I want to begin with some terminology. He describes the White Spaces as being the “intervals between television channel frequencies.” This could mean the geographic separation between grade contours, the guard bands, or even the blanking intervals in NTSC progressive interlace. At any rate, white spaces are “white” because at a given time and place the frequencies are not being used as carrier waves. If the spectrum is not being used then, by definition, there cannot be interference. And not just interference alone, but harmful interference is the statutory level of protection.Now I am not sure about the previous white space tests, as I lack the engineering experience to adequately review the opinions. But, I have see arguments suggesting the are conclusive and ones stating that they are not dispositive. Either way, technology will eventually overcome these issues. There are, however, more glaring failures of Rep. Nadler’s arguments.

“Microsoft, Google and others are asking permission to use white spaces — free of charge — for millions of unregulated and unlicensed devices for personal networking systems that they would like to sell, including P.D.A.’s, wireless broadband devices and even toys. These devices could disrupt the new digital TV signals that government and industry have spent so much time and money to promote.”

This is misleading by misstatement and by omission. Misstatement: unlicensed devices are not “unregulated”. Omission – the broadcasters did not pay for their spectrum either. Moreover, who cares what the broadcasters sunk costs might be. Suppose Google and Microsoft will spend more to develop more important technologies.

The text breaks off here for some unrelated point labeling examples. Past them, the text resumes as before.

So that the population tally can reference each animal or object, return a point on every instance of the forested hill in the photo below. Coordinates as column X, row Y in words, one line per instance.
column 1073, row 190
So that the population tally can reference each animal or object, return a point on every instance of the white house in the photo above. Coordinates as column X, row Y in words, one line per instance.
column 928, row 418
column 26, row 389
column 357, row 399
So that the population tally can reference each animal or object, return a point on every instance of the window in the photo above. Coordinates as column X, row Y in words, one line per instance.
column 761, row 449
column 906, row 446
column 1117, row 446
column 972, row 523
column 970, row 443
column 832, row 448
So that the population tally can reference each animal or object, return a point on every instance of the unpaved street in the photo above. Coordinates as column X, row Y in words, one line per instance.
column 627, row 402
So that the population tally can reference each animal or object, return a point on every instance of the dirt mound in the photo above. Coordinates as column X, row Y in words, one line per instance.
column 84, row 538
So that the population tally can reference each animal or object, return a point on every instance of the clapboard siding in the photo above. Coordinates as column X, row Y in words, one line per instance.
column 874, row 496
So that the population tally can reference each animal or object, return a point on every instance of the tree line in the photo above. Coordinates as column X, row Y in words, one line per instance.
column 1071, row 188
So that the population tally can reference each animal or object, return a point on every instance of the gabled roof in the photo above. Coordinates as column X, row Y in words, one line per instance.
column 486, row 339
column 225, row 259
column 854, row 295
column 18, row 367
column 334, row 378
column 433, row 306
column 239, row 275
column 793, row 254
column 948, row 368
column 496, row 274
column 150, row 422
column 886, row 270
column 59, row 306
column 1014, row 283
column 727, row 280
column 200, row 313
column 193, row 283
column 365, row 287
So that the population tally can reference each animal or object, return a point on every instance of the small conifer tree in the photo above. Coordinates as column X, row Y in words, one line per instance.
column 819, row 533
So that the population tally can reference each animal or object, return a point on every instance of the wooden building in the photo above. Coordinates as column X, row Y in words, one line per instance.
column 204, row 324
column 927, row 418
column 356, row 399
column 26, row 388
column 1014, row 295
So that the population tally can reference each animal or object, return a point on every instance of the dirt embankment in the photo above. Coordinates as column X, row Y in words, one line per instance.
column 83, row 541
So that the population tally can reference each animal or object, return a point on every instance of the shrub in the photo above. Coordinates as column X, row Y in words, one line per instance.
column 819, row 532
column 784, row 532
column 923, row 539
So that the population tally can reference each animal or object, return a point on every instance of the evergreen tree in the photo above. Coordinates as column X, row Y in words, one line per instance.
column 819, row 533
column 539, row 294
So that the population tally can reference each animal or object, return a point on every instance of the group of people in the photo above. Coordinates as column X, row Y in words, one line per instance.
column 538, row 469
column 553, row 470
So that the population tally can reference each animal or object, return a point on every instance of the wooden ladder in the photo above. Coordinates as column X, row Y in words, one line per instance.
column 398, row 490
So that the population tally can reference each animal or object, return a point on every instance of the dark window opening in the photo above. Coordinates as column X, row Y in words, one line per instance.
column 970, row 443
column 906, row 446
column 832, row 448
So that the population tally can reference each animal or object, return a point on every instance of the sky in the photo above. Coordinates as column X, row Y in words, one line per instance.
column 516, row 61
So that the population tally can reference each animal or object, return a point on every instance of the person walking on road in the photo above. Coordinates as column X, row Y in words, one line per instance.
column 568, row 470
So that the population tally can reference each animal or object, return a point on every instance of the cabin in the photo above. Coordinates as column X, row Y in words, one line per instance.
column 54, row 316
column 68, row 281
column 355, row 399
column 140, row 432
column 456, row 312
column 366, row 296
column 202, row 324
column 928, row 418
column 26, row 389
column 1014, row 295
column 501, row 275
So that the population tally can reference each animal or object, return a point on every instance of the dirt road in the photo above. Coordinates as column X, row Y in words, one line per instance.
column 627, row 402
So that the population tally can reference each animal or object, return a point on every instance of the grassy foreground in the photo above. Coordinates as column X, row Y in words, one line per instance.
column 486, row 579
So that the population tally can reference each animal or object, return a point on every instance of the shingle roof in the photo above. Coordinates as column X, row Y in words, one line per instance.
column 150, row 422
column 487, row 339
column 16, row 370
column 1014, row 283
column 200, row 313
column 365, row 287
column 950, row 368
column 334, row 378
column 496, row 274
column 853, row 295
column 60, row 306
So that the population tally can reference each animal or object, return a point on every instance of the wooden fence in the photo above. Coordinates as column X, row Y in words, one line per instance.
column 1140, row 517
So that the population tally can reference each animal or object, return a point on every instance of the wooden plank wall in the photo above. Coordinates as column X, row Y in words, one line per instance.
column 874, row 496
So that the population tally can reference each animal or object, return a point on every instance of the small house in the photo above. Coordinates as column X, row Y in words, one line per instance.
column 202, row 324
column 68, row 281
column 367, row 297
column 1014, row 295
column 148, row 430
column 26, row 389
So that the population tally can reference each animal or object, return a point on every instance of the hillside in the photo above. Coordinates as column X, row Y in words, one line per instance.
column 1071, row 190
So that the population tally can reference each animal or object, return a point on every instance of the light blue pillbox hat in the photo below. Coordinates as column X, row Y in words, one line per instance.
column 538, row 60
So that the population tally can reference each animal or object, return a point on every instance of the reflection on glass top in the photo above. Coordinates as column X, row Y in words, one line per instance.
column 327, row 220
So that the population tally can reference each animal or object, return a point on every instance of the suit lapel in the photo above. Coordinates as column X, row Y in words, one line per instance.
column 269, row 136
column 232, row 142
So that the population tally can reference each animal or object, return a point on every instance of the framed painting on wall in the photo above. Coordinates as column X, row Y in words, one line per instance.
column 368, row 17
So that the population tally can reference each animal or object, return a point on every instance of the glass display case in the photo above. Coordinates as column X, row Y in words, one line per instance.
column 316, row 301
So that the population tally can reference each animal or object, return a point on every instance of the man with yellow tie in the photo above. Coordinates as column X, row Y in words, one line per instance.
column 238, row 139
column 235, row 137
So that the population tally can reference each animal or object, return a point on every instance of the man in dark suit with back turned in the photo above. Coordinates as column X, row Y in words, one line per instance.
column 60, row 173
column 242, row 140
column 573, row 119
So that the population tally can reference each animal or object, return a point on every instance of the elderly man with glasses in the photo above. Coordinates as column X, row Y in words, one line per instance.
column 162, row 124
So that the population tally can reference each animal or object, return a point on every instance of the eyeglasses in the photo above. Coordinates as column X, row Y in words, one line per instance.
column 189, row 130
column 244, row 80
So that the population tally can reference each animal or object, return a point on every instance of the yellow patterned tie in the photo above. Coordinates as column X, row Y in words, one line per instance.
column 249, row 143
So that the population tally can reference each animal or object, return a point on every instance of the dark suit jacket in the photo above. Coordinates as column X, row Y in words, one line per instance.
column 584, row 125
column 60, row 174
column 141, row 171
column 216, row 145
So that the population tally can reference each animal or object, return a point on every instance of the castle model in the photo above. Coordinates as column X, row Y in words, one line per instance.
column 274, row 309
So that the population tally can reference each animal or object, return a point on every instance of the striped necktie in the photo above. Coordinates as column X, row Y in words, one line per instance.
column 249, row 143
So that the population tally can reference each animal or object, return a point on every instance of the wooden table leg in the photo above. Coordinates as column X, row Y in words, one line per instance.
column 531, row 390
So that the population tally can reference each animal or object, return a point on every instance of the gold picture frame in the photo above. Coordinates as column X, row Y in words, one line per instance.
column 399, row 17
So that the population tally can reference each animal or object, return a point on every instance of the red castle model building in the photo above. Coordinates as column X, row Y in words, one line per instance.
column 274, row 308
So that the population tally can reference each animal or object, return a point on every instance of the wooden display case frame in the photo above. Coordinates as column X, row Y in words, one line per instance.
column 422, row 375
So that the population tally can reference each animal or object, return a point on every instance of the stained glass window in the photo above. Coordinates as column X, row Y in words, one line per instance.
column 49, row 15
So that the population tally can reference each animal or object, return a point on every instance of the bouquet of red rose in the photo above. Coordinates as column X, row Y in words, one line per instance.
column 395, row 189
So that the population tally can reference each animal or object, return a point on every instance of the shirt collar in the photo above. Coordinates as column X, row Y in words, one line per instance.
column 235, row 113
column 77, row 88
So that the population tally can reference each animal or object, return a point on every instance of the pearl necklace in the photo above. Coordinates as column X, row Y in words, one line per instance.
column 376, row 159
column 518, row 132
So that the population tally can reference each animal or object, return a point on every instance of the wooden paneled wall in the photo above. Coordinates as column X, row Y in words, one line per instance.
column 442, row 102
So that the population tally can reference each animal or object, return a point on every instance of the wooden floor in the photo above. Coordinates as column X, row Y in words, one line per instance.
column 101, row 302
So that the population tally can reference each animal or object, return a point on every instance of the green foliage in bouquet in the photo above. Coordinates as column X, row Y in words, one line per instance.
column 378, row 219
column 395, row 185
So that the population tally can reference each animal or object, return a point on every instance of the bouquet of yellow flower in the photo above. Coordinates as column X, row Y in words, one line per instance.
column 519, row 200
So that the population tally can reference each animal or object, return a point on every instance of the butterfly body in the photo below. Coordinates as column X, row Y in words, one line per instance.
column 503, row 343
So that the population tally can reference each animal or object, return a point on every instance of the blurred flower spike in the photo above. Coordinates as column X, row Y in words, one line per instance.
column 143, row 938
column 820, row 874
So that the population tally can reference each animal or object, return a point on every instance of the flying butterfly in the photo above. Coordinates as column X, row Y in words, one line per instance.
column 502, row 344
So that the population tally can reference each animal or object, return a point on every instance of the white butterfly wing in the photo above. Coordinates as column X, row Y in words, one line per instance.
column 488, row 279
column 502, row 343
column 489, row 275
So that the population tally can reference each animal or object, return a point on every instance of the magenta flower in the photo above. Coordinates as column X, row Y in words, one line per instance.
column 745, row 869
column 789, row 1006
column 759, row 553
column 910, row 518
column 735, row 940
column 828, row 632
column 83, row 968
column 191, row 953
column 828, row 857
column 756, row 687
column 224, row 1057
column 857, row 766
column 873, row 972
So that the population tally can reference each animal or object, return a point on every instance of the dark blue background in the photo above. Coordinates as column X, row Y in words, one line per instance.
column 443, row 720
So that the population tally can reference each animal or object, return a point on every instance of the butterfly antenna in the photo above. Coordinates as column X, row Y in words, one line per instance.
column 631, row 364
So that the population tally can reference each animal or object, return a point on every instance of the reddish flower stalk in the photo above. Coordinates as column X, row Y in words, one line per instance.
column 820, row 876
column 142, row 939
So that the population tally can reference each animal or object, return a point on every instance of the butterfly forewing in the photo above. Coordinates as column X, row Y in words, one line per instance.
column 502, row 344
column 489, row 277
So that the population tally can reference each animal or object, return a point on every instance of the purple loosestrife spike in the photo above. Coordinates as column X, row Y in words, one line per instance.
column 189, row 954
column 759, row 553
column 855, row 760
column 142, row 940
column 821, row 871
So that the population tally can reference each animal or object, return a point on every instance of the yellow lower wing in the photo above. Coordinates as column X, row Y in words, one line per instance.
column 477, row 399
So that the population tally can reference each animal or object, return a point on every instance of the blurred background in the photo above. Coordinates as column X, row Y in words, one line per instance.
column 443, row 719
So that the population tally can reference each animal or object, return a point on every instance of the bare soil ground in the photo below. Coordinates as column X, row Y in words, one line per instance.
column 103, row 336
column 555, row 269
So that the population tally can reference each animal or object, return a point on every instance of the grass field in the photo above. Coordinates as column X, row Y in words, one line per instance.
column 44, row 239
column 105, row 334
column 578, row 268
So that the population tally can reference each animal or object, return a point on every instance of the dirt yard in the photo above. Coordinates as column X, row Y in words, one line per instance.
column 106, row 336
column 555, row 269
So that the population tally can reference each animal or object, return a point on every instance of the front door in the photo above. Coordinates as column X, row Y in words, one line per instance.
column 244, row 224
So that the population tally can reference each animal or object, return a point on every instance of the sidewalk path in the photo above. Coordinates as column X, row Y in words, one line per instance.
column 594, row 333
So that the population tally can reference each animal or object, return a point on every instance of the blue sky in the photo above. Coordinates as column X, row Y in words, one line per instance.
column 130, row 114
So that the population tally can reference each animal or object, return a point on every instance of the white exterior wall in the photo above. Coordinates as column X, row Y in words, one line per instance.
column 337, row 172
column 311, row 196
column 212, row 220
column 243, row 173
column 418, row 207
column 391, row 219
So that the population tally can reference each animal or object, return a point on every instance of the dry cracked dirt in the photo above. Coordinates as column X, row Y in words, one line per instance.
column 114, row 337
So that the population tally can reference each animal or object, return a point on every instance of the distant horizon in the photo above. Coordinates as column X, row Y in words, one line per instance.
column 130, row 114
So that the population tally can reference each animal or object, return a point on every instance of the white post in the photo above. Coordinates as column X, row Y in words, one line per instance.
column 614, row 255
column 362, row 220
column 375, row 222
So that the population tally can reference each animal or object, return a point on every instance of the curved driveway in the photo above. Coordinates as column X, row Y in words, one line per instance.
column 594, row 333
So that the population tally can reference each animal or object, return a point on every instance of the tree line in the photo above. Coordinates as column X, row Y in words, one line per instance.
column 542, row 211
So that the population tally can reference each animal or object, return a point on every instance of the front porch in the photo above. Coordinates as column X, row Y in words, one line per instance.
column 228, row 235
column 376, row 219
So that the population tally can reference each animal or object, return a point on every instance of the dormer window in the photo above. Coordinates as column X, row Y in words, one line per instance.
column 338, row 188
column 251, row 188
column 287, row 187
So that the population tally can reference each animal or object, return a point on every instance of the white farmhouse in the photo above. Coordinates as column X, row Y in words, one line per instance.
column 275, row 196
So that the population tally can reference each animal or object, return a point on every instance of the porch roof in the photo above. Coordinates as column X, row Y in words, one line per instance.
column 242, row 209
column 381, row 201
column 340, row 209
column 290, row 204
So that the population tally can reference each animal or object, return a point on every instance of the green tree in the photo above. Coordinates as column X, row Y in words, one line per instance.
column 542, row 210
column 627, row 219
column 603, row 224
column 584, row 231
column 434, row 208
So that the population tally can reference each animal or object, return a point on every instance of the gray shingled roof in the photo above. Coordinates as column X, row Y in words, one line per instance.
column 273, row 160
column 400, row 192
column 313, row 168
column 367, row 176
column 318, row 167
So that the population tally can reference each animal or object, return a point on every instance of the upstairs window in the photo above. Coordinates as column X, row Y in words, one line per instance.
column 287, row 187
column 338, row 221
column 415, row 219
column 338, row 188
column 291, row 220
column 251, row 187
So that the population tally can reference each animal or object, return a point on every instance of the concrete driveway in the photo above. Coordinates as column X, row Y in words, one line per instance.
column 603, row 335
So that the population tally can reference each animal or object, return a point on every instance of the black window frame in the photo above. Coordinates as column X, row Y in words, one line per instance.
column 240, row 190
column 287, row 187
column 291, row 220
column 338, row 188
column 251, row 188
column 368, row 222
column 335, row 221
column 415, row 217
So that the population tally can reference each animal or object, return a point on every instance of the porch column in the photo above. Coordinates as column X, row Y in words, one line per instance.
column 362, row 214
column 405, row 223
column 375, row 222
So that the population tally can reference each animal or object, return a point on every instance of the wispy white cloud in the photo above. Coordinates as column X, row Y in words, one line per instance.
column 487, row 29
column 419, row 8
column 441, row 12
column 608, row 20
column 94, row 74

Rep. Nadler goes on to say, “And because these personal devices would be unregistered, there would be no effective way of recalling them or curtailing their use, much less assuring that standards were adhered to their manufacture.” If you read the FCC Part 2 and Part 15 rules you will find that this is dead wrong. When I was at the FCC, I spent a lot of time working on precisely this issue. Before any radio device, be it licensed, unlicensed, or licensed-by-rule, can be imported or marketed in the US, it must be certificated to comply with FCC standards. In addition, users of unlicensed devices have “no vested right to continued operation.” So, if in the future, the FCC decides that white spaces are best left white, it has the power to make operating these devices a crime. When Wi-Fi is outlawed, only outlaws will have Wi-Fi.

Further, without a single iota of economic evidence, Rep. Nadler values digital terrestrial TV over all other uses of the spectrum. Moreover, he values co-primary access according to his own wants and desires. It is a cute device when he argues for the protection of football games and Broadway musicals alike, but this too is misleading. Who is to say that a football game or Broadway show (both of which take place in large controlled Faraday cages) is more important than my wireless email?! I don’t like football, but I like email. How about public safety? I think that’s a better use of the white space. And, would it not be better public policy if we were helping “[l]ow-income households, the elderly and people living in multifamily buildings who don’t have cable service and rely on antenna systems” to get online with cheap unlicensed broadband access, and not to watch more TV?

Finally, if the Broadway star and star quarterback are counting on unfettered spectrum access (a concept whose time has come and gone) they should pay for that access. Otherwise, they should share the spectrum with the rest of us who get great value out of unlicensed use.  Both types of spectrum access will and must coexist in the future.  The future of spectrum policy will not be about “scarecity” or “interference” so much as it will be about coordination of use.

Insight: People, I cannot stress this enough, use your gray matter before you talk about the white space.